Preparing for a new Paradise is a complex, arduous process and the largest undertaking in California history. State officials estimate it will cost $2 billion and more than a year to properly inspect and clear about 5 million tons of debris and toxic materials from 14,000 lots, and then deem them safe for residents.

In the past few months, crews have removed debris from 140 of 11,000 lots, and officials have yet to fully complete one property.

“This operation is like nothing we’ve done before,” Lance Klug, a spokesperson for CalRecycle, told BuzzFeed News.

After weeks of incessant rain, crews now have a hefty backlog. “We have to clear almost an entire town — we’re talking gas stations, gun shops, restaurants, and that presents a host of new challenges and dangerous, unexpected materials,” Klug said.

In the meantime, hundreds of displaced residents are still living in hotels across the area. Many have crammed into the guest rooms and houses of Airbnb hosts, friends, and volunteers, or scored coveted donated trailers. Others have left the area, asking in Facebook groups for donations and prayers to help buoy their journeys to places as far away as Wisconsin and North Carolina.

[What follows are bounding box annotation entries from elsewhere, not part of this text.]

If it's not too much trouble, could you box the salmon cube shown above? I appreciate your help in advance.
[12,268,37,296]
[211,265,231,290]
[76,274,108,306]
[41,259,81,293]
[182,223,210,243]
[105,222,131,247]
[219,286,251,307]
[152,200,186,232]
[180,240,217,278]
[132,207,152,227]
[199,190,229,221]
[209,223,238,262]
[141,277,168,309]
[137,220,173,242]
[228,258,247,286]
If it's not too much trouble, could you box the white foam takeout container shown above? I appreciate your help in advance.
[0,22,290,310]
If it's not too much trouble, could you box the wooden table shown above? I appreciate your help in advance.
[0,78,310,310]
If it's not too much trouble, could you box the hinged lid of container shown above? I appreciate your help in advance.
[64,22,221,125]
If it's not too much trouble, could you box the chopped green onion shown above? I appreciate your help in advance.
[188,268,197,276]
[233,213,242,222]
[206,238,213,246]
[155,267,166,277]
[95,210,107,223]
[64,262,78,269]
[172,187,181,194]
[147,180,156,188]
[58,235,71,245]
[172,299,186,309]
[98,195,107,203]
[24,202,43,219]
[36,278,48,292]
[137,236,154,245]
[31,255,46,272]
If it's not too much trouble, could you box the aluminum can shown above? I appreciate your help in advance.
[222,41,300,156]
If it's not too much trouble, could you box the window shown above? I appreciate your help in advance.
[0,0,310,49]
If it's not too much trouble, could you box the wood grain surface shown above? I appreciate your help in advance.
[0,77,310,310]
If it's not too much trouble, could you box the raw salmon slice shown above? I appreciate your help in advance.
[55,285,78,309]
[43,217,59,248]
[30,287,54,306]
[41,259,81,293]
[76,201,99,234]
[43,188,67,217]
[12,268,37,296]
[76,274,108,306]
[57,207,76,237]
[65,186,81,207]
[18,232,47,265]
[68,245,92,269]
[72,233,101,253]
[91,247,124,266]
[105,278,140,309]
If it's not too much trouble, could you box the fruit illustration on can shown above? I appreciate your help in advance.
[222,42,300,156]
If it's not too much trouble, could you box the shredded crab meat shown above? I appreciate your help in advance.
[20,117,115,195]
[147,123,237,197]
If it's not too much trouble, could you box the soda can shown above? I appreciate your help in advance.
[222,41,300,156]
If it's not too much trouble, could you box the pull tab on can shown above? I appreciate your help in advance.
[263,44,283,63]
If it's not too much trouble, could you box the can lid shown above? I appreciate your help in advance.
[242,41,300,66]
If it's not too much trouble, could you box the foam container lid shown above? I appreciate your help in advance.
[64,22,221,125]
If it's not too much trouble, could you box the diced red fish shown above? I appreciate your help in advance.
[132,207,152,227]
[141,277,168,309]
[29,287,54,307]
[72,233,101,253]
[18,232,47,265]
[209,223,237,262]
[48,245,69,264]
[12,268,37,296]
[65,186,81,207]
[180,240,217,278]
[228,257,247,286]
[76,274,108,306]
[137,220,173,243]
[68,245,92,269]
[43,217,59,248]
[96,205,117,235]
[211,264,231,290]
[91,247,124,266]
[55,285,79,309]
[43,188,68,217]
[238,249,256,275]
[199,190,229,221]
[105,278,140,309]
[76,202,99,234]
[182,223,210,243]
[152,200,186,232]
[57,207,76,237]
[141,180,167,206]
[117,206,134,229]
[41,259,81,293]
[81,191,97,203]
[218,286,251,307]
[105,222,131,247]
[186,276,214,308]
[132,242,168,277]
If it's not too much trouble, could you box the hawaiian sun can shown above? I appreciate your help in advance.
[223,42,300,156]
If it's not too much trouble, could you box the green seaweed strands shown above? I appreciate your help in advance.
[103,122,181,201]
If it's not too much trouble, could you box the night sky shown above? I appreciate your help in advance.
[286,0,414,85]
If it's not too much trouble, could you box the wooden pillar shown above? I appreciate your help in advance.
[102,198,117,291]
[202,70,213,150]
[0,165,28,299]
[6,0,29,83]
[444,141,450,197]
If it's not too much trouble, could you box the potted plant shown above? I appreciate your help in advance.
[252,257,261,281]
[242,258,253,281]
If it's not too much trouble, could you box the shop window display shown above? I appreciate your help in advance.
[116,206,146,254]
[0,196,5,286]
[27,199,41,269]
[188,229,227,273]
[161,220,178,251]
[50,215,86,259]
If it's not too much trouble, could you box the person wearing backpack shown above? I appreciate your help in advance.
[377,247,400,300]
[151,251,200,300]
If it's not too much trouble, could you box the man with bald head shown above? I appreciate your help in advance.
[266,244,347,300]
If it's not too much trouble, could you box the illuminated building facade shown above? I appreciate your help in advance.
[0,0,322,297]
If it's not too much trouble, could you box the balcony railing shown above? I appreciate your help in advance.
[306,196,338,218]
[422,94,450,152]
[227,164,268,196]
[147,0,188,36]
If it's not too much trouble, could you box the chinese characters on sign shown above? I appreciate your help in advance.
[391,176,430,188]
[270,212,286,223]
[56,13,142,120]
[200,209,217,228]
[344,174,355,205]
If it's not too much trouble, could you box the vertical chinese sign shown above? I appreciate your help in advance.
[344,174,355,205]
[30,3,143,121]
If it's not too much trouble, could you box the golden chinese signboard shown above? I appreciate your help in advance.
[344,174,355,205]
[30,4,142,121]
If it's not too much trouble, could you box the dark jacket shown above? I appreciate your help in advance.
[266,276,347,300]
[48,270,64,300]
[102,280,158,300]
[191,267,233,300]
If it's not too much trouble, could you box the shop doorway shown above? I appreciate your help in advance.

They’re the lucky ones, volunteers say, estimating that “hundreds” of people are living in cars and tents throughout the rural mountain ridge towns of Paradise, Concow, Magalia, and Pulga, where the fire originated.

"The level of desperation is rising," said Frank Hilscher, a volunteer whose organization, Angels Among Us, has been making hundreds of meals a day out of a makeshift distribution site at the Old Magalia Church. "There's no real plan up here."

The group is still churning out about 300 to 400 meals a day for survivors, he said. Hilscher worries about the elderly, like one 70-year-old man they've dubbed Santa Claus, who caught pneumonia while living in his travel trailer during last month's bitter cold.

Mel Contant, a lead organizer who has been helping wildfire survivors since November, says she’s seen dozens of people living in tents “all over” the area and has personally delivered food and supplies to several of them. Over the weekend, she delivered groceries to a 68-year-old man who has been living in a tent on his property in Concow for several months.

Gina Wheeler says she’s been living in her van since that terrifying November morning. She still has flashbacks of driving through flames, of her aunt’s hysterical call saying there were fire all around her before the phone went dead, of the moment she realized that she might never see her parents again.

“If I don’t get stable again and back on my feet I won’t survive this nightmare,” she said.

Wheeler is trying to save enough money so she can move to Oregon to “get a permanent long-term housing solution” and start over with what she says FEMA and the Red Cross gave her: $1,700 in rental assistance and $500 for her belongings.

She doesn’t know if she’ll come back. But if she does, the town will be there, said Mayor Jones, citing the businesses that have reopened, like two grocery stores and Steve’s Music, a Rite Aid, and a bike shop, along with the post office and the Little League.

People are struggling, Jones acknowledged, but she noted there has been considerable progress. The constant buzz of crews cutting down dead trees and hauling away charred houses “gives [her] hope.”

“We didn’t lose all of Paradise. The largest church reopened and there were 700 people there Sunday morning for services,” she said. “Having gone through such a traumatic event together and all the things you need to do to rebuild together — it’s like a special club.”

Omiela says she’s doing better too. The rains have stopped and it’s getting warmer.

“I don’t cry as much,” she said. “Thanks for asking.”